When I started working for this exhibition, I experimented with Gelatine mono printing and found it a wonderful halfway house between painting and printing and it is so exciting!. At that point, it wasn't landscapes which ‘came out’ , which surprised me, rather it was ‘heads’. I became quite absorbed with the technique and the image, so have included 3 mono prints. These all try to convey the peace one can experience through meditation and the concept of sending out positive energy and thoughts. One includes a quote by Martin Luther King, so relevant today, “I have decided to stick with love. Hate is too great a burden to bear.”
'I have decided to stick with love'
Seed of hope (II)
Seed of hope (I)
Light on the Horizon (II)
"I aim for my paintings to have an impressionist, poetic quality, expressing my feelings and ideas about Time and Place. I play with colour and semi-abstraction, working intuitively creating lines scratches and sweeping marks in layers of paint. It’s a sense of timelessness I’m after in the atmosphere in each painting."
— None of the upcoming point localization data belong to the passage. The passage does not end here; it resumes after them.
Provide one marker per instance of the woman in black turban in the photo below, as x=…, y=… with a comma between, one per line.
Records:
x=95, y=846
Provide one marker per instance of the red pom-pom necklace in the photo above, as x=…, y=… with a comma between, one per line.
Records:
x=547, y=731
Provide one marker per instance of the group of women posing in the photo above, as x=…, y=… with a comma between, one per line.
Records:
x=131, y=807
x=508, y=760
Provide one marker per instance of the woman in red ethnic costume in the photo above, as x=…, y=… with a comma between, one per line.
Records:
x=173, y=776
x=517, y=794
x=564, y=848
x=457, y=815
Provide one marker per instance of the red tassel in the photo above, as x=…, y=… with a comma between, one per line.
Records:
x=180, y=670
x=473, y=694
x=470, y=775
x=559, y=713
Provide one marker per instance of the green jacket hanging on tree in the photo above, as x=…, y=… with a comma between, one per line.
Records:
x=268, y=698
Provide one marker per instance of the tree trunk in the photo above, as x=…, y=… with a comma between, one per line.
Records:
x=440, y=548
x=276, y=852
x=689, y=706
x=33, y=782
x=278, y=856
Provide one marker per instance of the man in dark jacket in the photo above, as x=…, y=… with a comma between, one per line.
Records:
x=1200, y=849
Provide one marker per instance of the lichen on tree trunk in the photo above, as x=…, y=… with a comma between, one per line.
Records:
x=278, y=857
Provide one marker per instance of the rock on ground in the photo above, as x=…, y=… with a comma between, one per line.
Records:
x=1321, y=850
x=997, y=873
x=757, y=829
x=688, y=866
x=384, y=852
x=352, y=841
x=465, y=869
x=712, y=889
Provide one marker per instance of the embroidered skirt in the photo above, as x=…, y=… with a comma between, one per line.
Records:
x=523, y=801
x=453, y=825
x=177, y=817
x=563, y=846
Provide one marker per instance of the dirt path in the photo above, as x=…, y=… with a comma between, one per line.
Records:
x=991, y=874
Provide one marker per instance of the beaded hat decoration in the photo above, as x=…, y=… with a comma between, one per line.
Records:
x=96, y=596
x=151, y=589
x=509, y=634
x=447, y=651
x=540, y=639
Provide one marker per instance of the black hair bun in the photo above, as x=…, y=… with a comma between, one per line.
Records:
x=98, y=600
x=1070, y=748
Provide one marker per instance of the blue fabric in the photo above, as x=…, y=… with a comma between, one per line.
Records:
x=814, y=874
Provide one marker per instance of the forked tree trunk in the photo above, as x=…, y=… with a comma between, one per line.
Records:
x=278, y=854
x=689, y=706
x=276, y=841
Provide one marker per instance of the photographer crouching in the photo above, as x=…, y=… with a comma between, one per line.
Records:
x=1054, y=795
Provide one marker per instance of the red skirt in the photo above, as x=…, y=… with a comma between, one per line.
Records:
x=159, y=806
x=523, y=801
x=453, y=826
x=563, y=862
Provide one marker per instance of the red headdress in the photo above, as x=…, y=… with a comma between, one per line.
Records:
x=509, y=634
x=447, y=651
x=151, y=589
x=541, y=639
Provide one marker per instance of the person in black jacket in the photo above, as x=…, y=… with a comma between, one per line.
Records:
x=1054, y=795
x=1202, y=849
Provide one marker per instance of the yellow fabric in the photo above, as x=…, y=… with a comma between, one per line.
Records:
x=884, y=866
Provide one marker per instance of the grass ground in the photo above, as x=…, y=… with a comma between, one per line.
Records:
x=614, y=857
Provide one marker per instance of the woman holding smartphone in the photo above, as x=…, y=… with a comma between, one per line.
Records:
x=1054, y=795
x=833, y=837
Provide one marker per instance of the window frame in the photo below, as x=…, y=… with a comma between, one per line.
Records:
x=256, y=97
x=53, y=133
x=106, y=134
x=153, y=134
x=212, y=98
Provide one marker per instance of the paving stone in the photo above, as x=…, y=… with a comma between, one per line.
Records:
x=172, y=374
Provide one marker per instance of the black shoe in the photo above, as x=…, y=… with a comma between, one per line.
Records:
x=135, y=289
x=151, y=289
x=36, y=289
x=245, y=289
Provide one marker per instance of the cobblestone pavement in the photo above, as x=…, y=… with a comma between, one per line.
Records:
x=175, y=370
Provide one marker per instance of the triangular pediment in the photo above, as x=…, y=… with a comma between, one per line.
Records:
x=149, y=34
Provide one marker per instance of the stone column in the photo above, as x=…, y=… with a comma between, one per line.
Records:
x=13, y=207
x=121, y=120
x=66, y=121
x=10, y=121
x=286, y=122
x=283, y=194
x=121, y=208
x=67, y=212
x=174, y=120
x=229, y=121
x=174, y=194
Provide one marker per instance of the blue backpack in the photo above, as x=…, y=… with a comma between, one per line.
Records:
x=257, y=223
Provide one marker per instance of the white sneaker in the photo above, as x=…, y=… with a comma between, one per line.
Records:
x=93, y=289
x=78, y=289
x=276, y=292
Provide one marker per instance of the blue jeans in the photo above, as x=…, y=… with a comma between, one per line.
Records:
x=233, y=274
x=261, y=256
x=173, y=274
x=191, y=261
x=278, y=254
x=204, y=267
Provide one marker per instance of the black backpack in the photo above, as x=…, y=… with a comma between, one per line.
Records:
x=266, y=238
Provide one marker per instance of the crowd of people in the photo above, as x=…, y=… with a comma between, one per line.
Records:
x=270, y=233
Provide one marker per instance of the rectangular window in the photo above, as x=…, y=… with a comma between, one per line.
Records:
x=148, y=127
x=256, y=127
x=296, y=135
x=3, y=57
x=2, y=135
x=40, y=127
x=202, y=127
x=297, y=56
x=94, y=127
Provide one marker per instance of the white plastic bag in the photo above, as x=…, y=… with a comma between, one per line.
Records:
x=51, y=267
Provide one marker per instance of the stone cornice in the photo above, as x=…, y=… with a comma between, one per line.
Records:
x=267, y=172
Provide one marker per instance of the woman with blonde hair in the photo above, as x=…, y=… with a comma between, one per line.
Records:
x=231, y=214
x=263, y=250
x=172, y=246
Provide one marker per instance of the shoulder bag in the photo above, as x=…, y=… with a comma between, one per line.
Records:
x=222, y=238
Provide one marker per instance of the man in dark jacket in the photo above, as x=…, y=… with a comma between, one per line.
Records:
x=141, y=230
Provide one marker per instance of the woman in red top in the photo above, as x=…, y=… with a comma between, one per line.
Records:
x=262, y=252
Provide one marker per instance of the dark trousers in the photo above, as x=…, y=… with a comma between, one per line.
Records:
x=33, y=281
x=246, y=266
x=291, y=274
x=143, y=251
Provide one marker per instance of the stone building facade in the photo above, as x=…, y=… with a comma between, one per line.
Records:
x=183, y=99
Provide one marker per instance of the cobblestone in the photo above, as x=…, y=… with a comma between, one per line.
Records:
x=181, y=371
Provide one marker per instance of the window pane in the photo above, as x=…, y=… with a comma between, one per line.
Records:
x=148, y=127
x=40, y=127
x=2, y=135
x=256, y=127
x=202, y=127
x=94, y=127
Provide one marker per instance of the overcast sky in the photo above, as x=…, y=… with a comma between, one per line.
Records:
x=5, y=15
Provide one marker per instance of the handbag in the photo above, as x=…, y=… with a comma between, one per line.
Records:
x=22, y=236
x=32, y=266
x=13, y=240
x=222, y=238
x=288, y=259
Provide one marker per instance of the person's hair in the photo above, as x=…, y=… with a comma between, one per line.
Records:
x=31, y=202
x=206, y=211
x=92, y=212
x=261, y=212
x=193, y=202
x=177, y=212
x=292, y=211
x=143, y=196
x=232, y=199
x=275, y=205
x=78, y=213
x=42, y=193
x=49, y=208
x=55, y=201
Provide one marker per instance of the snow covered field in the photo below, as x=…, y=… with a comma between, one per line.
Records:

Lesley Birch was born in Glasgow in 1958. She is currently based in York at Pica Studios and exhibits widely throughout the UK including the Royal Academy Summer Exhibition and the Mall Galleries, London.
The Sun Also Rises
Soft Winds in Colour
Ian Scott Massie
Personally I have always tried to create pictures which have an emotional pull - inspired by the place they portray - and this is usually intended to be very positive. (I am not particularly interested in making pictures which lower the viewer’s spirits.) So the paintings I’m contributing for this show are of places I love, portrayed to emphasise their uplifting nature and include the Yorkshire Dales, the Lake District and the Hebrides. The two prints need a little more explanation. The interior of Sunny Bank Mills, Farsley - title: The Last Shift’s Over - is a reference to my first job which involved working in a textile mill. My unhappiness there was a turning point which made me realise I wanted to pursue a creative life. I left, went to study in Durham, and there I became an artist. The print is about looking out of the cage to the freedom of the world beyond. The Statue of Liberty is a symbol of hope. In the 1910s 13 Robertsons, members of my grandmother’s family, left Aberdeen in search of a better life in the States. My grandfather was chronically ill so my grandparents remained behind in Scotland. Most of the Robertsons ended up in Iowa and led happy, successful lives and, with millions of others, made America what it is. Despite the cloud which now hangs over both the USA and the lives of all immigrants I believe that the sentiments embodied in the statue will prevail.
Masham Autumn Sky
Looking to Cracoe Fell, Warfedale
Born as I was under the shadow of Pendle Hill, landscape has always ‘loomed large’ in my imagination and spoken to my soul. Inspired by landscape or memories of landscape, my paintings are at the same time ‘innerscapes’. The artist in me seeks out connections between the changing moods of the outer world and my inner stirrings of emotion and spirit. The pieces I have selected for this exhibition were painted following a time of crisis and darkness and represent the dawning of a renewed sense of hope. Painted with my favourite medium of soft pastels, I found that they offered me the most direct connection between my feelings and their visual expression.
Red and Purple sky
Blue and Gold Sky
My first felt making experience at Artison, Masham about 8 years ago, had me firmly captivated within minutes and I have spent the following years exploring, learning and developing my skills with a wide range of techniques in such a versatile medium. Not a day goes by without me exploring my Wensleydale surroundings for inspiration, playing with an idea, or playing with wool turning an idea into reality.